REMEDI: REinforcement learning-driven adaptive MEtabolism modeling of primary sclerosing cholangitis DIsease progression

TL;DR

REMEDI is a novel framework combining mechanistic modeling and reinforcement learning to simulate bile acid metabolism and adaptive responses in primary sclerosing cholangitis, aiding treatment exploration.

Contribution

It introduces a reinforcement learning-driven approach to model disease progression and adaptive responses in PSC, integrating mechanistic bile acid metabolism models.

Findings

Generated bile acid dynamics consistent with published data.

Supported early bile acid synthesis suppression as a potential treatment.
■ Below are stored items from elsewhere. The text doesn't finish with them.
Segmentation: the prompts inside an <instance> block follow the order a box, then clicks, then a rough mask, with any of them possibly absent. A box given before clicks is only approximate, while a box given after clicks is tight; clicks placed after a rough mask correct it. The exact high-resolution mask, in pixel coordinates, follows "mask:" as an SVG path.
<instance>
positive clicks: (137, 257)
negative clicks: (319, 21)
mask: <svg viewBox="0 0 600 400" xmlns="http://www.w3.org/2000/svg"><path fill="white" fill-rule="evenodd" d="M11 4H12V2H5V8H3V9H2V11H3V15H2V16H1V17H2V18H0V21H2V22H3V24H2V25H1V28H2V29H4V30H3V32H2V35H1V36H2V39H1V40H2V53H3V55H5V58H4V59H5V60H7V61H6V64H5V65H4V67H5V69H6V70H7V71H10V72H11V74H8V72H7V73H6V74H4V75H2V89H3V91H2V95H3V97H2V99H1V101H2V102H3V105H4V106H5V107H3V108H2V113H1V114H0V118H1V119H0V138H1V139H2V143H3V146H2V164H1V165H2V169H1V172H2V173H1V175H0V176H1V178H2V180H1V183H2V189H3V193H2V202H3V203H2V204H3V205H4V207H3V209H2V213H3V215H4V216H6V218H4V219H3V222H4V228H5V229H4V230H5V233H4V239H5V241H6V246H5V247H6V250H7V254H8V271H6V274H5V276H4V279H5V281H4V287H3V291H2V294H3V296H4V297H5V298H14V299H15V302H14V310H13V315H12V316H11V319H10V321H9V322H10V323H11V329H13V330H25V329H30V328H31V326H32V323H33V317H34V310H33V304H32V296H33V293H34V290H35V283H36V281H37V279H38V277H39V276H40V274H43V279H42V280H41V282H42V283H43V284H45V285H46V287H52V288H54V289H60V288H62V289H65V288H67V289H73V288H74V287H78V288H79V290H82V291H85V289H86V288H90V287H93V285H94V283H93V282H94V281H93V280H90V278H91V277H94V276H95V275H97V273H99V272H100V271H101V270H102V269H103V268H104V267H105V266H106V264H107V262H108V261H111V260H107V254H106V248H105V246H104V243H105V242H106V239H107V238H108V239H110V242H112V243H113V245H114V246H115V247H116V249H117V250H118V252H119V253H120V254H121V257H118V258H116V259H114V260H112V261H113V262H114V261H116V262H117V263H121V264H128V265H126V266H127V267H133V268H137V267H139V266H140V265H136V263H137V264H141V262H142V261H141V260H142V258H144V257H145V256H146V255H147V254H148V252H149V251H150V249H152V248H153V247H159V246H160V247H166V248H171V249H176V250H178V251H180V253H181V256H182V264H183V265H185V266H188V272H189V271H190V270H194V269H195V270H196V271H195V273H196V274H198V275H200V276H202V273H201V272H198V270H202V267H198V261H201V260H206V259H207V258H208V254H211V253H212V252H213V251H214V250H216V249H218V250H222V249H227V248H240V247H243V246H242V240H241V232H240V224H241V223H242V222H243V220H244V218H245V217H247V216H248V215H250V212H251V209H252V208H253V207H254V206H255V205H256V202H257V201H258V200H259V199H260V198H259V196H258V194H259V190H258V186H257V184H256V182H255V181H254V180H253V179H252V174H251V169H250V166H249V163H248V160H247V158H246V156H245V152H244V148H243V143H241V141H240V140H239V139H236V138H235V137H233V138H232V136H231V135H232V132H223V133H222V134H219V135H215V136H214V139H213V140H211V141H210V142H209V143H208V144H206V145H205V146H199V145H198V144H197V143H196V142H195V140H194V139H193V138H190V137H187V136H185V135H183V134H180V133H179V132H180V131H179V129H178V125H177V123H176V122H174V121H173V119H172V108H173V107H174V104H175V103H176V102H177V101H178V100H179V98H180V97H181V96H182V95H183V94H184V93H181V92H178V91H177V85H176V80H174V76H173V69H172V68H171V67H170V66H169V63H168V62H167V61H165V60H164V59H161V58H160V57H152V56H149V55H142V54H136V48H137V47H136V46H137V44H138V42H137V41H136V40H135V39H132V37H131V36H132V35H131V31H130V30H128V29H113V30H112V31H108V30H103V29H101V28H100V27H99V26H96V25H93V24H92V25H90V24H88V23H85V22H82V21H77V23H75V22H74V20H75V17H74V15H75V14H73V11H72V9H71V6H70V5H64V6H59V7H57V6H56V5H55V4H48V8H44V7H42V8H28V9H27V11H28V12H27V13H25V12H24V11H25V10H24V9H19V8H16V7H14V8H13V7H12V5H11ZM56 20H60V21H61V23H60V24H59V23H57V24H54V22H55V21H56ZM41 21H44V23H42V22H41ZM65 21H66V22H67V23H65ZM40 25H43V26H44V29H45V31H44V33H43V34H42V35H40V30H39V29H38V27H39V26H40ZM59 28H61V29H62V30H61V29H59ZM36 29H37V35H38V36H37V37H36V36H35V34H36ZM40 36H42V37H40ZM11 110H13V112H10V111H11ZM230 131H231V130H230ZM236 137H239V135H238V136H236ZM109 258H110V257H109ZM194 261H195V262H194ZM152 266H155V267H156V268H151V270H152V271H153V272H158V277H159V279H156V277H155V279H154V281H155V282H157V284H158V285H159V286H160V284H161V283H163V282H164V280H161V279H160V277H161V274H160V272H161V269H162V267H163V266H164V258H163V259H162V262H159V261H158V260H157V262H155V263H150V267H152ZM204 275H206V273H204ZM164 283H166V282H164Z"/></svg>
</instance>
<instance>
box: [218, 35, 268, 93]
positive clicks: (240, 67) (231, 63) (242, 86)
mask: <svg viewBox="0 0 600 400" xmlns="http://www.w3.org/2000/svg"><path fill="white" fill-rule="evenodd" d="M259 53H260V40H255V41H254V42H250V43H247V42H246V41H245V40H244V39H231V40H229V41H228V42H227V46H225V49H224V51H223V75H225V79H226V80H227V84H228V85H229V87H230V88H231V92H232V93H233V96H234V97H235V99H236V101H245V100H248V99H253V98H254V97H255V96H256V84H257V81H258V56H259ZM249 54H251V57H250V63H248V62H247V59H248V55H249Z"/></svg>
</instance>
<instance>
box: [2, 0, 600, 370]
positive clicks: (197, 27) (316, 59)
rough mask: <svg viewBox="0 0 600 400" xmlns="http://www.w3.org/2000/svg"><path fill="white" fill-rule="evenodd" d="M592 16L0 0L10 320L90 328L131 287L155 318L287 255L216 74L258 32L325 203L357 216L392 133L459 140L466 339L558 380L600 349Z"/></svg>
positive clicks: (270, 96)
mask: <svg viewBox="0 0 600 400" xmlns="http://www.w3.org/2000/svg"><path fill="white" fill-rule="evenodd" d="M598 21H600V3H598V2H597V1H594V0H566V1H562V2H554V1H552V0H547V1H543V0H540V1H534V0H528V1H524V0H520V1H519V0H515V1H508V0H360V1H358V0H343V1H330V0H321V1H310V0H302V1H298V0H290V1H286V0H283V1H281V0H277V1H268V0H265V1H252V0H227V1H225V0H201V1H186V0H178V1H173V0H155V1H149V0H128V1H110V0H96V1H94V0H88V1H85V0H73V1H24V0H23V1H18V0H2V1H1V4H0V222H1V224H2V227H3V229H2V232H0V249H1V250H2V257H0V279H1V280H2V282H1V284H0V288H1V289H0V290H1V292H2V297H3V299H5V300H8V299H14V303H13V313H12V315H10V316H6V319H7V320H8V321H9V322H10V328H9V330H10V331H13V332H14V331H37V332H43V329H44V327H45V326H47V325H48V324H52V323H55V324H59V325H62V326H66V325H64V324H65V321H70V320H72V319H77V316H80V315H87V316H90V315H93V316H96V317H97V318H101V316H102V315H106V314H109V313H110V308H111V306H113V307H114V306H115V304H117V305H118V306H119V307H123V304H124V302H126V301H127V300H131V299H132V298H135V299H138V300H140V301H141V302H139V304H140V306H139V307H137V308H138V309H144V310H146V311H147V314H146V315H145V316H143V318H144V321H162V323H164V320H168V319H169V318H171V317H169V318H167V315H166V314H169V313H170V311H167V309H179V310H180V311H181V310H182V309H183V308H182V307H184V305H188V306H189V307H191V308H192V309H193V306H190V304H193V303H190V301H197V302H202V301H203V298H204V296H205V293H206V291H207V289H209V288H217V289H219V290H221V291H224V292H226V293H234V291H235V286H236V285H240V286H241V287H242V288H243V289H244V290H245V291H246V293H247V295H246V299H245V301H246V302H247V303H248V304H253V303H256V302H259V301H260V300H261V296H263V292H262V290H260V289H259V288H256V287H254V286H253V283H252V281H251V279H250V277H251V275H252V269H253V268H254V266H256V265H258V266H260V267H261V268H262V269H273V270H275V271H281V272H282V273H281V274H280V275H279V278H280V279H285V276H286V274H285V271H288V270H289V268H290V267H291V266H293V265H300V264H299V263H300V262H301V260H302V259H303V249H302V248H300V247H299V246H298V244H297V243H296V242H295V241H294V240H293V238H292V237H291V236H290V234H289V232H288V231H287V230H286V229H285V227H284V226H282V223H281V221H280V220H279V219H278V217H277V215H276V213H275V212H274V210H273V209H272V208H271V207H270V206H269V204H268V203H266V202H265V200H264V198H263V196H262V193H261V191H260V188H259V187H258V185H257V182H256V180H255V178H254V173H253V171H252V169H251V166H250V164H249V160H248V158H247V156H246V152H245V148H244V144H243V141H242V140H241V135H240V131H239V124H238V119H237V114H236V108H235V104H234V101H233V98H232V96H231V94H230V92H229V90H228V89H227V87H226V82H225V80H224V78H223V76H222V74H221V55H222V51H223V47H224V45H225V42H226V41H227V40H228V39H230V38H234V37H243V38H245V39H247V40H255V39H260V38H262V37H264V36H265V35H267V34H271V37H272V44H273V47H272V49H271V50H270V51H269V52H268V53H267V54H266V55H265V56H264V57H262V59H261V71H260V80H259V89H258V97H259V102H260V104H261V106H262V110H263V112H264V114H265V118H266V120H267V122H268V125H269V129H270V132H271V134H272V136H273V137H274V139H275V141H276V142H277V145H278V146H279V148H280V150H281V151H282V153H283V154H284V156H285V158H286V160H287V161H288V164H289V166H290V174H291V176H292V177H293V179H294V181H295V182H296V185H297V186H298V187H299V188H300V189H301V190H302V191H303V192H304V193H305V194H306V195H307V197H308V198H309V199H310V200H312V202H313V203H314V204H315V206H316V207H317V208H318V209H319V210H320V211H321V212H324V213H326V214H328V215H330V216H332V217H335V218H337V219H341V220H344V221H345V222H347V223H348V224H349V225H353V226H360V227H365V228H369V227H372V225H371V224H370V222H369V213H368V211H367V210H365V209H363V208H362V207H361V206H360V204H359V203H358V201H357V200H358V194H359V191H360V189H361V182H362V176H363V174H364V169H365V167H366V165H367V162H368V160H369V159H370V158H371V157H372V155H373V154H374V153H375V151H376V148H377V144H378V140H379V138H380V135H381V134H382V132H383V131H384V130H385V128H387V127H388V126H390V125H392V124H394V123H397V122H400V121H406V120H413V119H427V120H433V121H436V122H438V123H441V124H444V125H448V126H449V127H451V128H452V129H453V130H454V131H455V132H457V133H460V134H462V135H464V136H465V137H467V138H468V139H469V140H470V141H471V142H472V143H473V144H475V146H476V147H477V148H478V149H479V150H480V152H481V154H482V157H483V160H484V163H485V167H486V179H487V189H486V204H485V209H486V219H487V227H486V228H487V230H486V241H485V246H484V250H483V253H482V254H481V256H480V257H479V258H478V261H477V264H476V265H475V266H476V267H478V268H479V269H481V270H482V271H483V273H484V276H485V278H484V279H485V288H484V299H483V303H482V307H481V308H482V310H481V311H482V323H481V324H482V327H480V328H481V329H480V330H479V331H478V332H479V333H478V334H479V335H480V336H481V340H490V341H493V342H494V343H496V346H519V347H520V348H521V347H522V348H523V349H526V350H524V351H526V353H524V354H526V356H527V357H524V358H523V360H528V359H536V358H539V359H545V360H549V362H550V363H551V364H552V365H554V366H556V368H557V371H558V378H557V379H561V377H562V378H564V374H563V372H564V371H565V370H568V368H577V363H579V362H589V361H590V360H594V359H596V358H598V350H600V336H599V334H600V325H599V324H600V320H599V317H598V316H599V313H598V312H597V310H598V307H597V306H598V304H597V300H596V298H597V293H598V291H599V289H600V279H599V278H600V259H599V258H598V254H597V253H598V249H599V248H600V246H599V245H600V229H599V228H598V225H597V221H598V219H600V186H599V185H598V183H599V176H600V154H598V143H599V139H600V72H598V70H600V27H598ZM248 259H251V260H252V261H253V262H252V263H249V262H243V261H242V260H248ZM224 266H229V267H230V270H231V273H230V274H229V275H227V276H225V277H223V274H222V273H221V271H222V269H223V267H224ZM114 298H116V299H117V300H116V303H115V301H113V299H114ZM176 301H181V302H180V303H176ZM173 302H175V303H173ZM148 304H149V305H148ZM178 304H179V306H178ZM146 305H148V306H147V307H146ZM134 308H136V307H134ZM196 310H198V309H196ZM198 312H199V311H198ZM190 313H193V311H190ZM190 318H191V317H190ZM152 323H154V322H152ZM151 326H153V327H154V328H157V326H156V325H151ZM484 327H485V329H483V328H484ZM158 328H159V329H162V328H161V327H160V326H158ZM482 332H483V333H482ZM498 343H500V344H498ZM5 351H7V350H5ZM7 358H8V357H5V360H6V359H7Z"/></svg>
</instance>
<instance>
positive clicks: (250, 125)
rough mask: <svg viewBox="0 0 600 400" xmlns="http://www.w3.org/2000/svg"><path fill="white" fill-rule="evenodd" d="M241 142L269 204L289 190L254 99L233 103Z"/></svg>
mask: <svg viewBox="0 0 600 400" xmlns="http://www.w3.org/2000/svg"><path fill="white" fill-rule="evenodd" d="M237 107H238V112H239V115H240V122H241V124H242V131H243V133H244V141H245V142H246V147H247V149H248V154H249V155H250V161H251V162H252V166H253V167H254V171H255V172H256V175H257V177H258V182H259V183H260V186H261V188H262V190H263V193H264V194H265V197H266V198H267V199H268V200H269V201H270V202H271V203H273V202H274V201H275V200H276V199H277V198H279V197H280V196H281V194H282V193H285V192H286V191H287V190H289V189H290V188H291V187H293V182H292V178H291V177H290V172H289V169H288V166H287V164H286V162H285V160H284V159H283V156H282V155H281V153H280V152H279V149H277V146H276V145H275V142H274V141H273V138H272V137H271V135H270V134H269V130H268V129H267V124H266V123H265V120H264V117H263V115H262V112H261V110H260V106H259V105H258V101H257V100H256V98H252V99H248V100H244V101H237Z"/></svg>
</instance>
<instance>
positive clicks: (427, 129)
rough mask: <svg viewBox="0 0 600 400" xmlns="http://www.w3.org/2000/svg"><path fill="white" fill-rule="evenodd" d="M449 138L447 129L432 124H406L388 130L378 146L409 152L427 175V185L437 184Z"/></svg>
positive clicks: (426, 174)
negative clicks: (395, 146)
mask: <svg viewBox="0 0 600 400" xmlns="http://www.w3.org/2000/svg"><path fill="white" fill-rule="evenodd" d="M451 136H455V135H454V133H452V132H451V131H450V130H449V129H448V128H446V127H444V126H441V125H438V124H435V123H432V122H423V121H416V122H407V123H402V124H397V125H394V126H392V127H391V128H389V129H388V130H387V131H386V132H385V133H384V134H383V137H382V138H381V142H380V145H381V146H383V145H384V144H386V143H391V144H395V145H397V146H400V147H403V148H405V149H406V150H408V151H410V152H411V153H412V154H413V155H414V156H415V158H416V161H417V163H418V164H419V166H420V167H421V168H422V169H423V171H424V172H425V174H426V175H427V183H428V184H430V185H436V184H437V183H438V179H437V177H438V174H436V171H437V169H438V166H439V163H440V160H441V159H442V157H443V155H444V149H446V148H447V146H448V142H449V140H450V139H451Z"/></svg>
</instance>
Demonstrated the framework's ability to emulate biological adaptation.

Abstract

Primary sclerosing cholangitis (PSC) is a rare disease wherein altered bile acid metabolism contributes to sustained liver injury. This paper introduces REMEDI, a framework that captures bile acid dynamics and the body's adaptive response during PSC progression that can assist in exploring treatments. REMEDI merges a differential equation (DE)-based mechanistic model that describes bile acid metabolism with reinforcement learning (RL) to emulate the body's adaptations to PSC continuously. An objective of adaptation is to maintain homeostasis by regulating enzymes involved in bile acid metabolism. These enzymes correspond to the parameters of the DEs. REMEDI leverages RL to approximate adaptations in PSC, treating homeostasis as a reward signal and the adjustment of the DE parameters as the corresponding actions. On real-world data, REMEDI generated bile acid dynamics and parameter adjustments consistent with published findings. Also, our results support discussions in the literature that early administration of drugs that suppress bile acid synthesis may be effective in PSC treatment.